Kebijakan Co-Payment Asuransi Kesehatan Ditunda: Ini Fakta Pentingnya!

Rencana Otoritas Jasa Keuangan (OJK) untuk menerapkan kebijakan co-payment dalam asuransi kesehatan mengalami penundaan. Kebijakan yang mewajibkan nasabah membayar 10% dari total klaim biaya pengobatan ini sebelumnya dijadwalkan berlaku mulai 1 Januari 2026.

Co-payment sendiri merupakan bagian dari Surat Edaran OJK (SEOJK) Nomor 7 Tahun 2025 tentang Produk Asuransi Kesehatan. Skema ini menetapkan batas maksimum pembayaran peserta, yaitu Rp 300 ribu per klaim rawat jalan dan Rp 3 juta per klaim rawat inap. Perusahaan asuransi berhak menetapkan nilai lebih tinggi jika disepakati dalam polis.

Namun, setelah pembahasan intensif dengan DPR, implementasi kebijakan ini ditangguhkan. Berikut adalah beberapa fakta penting terkait penundaan ini:

1. Pembahasan Mendalam di DPR

Komisi XI DPR RI memanggil OJK untuk mengklarifikasi skema co-payment yang menimbulkan pertanyaan di masyarakat. Ketua Komisi XI DPR menekankan perlunya penjelasan dari OJK terkait isu yang ramai diperbincangkan ini.

OJK menjelaskan bahwa co-payment berlaku untuk polis baru mulai 1 Januari 2026. Sementara, pemegang polis lama diberi waktu penyesuaian hingga 31 Desember 2026. Kebijakan ini hanya berlaku untuk asuransi kesehatan komersial, tidak mencakup BPJS Kesehatan. OJK berpendapat bahwa co-payment dapat menekan premi asuransi dan telah diterapkan di beberapa negara.

Meski demikian, setelah diskusi panjang, DPR dan OJK sepakat menunda implementasi co-payment sampai Peraturan OJK (POJK) terkait kebijakan tersebut diterbitkan.

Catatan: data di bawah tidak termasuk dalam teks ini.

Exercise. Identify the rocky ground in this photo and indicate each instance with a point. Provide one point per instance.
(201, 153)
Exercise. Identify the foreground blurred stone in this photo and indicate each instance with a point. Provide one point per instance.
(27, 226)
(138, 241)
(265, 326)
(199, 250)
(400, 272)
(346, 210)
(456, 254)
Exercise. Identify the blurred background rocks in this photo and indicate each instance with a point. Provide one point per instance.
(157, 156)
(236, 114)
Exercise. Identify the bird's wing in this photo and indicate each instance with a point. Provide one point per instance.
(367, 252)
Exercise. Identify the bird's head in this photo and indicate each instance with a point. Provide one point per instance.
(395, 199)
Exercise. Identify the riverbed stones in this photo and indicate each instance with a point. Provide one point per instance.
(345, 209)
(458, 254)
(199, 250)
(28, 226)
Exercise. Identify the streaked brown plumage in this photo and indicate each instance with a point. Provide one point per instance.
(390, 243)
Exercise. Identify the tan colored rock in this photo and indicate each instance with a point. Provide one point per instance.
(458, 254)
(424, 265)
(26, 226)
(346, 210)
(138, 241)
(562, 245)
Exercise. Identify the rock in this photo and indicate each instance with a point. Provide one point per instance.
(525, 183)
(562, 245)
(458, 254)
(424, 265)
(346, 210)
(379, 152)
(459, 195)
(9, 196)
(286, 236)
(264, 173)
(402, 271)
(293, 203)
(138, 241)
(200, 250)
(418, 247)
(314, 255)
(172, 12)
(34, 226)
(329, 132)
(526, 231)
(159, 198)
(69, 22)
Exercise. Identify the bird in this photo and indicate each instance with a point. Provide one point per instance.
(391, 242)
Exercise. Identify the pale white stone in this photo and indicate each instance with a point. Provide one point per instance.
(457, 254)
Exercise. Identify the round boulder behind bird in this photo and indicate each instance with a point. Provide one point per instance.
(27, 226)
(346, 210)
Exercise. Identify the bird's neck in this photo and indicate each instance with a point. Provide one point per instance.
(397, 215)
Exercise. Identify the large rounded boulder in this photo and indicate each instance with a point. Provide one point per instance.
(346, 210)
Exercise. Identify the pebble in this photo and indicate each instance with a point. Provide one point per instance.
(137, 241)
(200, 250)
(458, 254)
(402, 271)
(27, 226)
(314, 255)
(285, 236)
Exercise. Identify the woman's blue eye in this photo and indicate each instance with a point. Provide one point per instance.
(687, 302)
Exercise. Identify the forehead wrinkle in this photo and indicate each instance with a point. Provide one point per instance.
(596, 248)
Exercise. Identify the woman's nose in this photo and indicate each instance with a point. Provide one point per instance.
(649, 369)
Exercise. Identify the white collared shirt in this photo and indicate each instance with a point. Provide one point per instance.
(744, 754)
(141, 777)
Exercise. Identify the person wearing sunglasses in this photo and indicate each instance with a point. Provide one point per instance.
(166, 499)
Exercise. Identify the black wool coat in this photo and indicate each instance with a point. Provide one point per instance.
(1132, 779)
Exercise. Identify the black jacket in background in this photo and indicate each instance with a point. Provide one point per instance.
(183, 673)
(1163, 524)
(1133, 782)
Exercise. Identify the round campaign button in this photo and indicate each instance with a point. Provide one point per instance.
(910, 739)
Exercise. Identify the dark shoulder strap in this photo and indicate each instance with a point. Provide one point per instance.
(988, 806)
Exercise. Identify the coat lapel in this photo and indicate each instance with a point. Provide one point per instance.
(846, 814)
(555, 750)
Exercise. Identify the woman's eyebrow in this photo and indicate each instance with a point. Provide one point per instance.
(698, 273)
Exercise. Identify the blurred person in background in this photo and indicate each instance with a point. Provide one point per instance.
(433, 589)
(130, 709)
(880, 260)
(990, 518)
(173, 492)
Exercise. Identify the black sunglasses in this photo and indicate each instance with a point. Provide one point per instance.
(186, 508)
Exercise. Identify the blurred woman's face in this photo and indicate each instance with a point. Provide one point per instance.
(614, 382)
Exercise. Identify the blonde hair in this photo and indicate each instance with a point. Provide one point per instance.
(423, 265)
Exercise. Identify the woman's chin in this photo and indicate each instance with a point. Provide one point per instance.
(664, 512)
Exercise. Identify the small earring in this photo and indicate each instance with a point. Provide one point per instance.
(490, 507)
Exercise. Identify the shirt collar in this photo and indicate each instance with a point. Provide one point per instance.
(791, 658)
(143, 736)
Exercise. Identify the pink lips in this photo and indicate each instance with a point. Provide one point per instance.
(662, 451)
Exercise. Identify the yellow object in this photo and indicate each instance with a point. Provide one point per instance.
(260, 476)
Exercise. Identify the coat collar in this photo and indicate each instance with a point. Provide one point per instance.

2. Penundaan Hingga POJK Terbit

Penundaan ini dilakukan untuk memberi ruang bagi penyusunan POJK yang lebih komprehensif. DPR akan aktif terlibat dalam proses penyusunan POJK untuk memastikan aspirasi berbagai pihak terkait terserap dengan baik.

Ketua Dewan Komisioner OJK menerima kesepakatan ini, menandakan komitmen OJK untuk bekerja sama dengan DPR dalam menyusun regulasi yang optimal.

3. DPR Mengkritik Proses Penyusunan SE

DPR menyoroti kurangnya keterlibatan mereka dalam penyusunan SE co-payment. DPR mempertanyakan mengapa OJK lebih banyak berkonsultasi dengan pihak eksternal seperti Lembaga Penyelidikan Ekonomi dan Masyarakat (LPEM) FEB Universitas Indonesia (UI).

DPR berpendapat, mengingat urgensi kebijakan ini, OJK sebaiknya menerbitkan POJK sebagai landasan hukum yang lebih kuat daripada hanya menerbitkan SE.

Dengan penundaan ini, diharapkan OJK dapat menyusun regulasi yang lebih matang dan mengakomodasi kepentingan seluruh pihak terkait, sehingga kebijakan co-payment dapat diimplementasikan secara efektif dan adil.